2. Parkeernorm als onderdeel van stedenbouwkundige verordening
Een volgend, veel vaker voorkomend (en effectiever) instrument om o.a. parkeervoorschriften te voorzien, is een gemeentelijke parkeerverordening. De grondslag hiervoor is terug te vinden in de Vlaamse Codex Ruimtelijke Ordening.
- Elke gemeente kan met een stedenbouwkundige verordening haar parkeerbeleid vastleggen. Denk hierbij aan de te volgen inrichtingsprincipes wat betreft de minimum aantallen parkeerplaatsen, de afmetingen, de op- en afritten, etc. bij nieuw aan te leggen woningen of nieuwe functies,....
- Ook hier geldt dat een gemeentelijke stedenbouwkundige verordening in lijn moet liggen met de Vlaamse en provinciale vastgestelde stedenbouwkundige verordeningen.
- In tegenstelling tot parkeerplannen, bevatten parkeerverordeningen wél verordenende voorschriften en bepalingen. Zij zijn dus tegenstelbaar aan derden, en moeten gevolgd worden bij de opmaak van een vergunning. Dit betekent ook dat (het besluit tot goedkeuring van) deze parkeerverordeningen afzonderlijk aanvechtbaar zijn voor de Raad van State (zie bijv. RvS 22 december 2017, nr. 240.303, Lidl).
- Niet zelden is er een vaste ratio tussen parkeerplaatsen en woonunits voorzien. Een krappe parkeernorm (bijv. 0,5 parkeerplaats/woning) wil ongewenst autogebruik tegengaan maar vereist wel voldoende alternatieve transportmiddelen (openbaar vervoer, fiets etc.). Een ruime parkeernorm (bijv. 1,5 parkeerplaats/woning) daarentegen beoogt vooral overlast van parkeren op straat te vermijden.
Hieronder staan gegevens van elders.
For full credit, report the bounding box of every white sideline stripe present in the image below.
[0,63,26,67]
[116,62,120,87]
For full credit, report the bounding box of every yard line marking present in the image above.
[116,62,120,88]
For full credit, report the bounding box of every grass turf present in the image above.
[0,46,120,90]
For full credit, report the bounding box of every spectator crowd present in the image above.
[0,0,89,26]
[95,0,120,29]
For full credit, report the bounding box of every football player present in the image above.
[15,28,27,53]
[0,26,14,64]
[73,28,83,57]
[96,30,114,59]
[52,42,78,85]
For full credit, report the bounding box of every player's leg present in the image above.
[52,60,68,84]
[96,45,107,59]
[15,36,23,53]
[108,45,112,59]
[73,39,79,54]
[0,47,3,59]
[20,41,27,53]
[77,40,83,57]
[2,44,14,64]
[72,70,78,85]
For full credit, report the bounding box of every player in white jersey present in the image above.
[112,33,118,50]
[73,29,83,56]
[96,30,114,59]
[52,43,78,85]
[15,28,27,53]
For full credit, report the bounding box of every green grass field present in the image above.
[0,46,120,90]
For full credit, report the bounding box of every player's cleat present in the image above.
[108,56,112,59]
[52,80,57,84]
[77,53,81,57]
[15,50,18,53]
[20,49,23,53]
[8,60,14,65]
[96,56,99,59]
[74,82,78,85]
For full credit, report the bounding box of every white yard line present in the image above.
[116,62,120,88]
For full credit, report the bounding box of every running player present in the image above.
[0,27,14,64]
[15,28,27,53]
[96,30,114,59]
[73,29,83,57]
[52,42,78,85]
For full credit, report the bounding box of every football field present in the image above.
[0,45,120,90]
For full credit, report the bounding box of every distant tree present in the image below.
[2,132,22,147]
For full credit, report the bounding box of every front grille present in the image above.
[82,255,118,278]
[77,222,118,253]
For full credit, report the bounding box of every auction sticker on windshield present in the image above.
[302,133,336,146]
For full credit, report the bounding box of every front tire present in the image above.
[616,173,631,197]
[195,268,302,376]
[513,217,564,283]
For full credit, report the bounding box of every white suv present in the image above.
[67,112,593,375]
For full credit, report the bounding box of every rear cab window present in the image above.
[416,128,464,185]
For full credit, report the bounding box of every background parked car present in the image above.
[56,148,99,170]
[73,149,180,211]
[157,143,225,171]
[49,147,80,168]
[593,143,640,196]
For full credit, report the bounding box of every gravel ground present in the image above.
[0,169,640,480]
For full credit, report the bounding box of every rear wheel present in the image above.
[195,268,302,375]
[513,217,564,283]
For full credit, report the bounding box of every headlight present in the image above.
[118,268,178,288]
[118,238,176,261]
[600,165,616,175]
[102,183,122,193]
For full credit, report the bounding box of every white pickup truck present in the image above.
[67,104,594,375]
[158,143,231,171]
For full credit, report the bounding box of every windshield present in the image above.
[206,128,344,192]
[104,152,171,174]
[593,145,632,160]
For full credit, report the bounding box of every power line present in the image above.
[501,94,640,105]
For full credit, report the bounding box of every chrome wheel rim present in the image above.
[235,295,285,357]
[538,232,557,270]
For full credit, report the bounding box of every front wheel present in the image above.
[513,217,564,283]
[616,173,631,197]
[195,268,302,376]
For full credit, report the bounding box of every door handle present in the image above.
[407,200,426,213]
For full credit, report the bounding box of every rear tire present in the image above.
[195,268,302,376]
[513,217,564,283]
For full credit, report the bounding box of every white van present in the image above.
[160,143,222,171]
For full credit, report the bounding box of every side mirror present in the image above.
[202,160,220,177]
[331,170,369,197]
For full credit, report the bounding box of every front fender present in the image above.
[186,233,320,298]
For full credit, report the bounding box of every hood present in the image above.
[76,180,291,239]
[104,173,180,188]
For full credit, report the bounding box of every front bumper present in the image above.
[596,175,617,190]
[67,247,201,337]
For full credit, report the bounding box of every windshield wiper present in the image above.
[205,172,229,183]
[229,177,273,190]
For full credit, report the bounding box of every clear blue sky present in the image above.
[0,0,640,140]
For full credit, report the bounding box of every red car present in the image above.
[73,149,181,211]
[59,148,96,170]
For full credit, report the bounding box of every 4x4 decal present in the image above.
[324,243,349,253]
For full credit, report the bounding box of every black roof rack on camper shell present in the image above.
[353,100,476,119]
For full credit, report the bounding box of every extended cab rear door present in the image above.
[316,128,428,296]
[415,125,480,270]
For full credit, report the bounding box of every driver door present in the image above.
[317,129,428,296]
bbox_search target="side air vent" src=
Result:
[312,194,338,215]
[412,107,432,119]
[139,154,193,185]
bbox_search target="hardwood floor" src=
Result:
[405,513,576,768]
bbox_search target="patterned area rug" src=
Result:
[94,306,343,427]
- Ook steeds na te gaan is of daarenboven in de toepasselijke plannen van aanleg of ruimtelijke uitvoeringsplannen parkeernormen zijn opgenomen.
3. Politiereglementen en retributiereglementen
Bovendien kan een gemeente het parkeren binnen haar gemeente verder regelen via politiereglementen en retributiereglementen.
- Politiereglementen stippelen uit waar het wel of niet verboden is om te parkeren (bijv. niet voor binnen een bepaalde afstand van een tramhalte of parkeerlichten,...) en kunnen hier een gemeentelijke administratieve sanctie (GAS-boete) aan verbinden.
- Retributiereglementen voorzien het te betalen tarief indien men niet betaalt voor een reglementaire parkeerzone, bijv. een zone waar een parkeerschijf verplicht is, of waar betalend parkeren van toepassing is.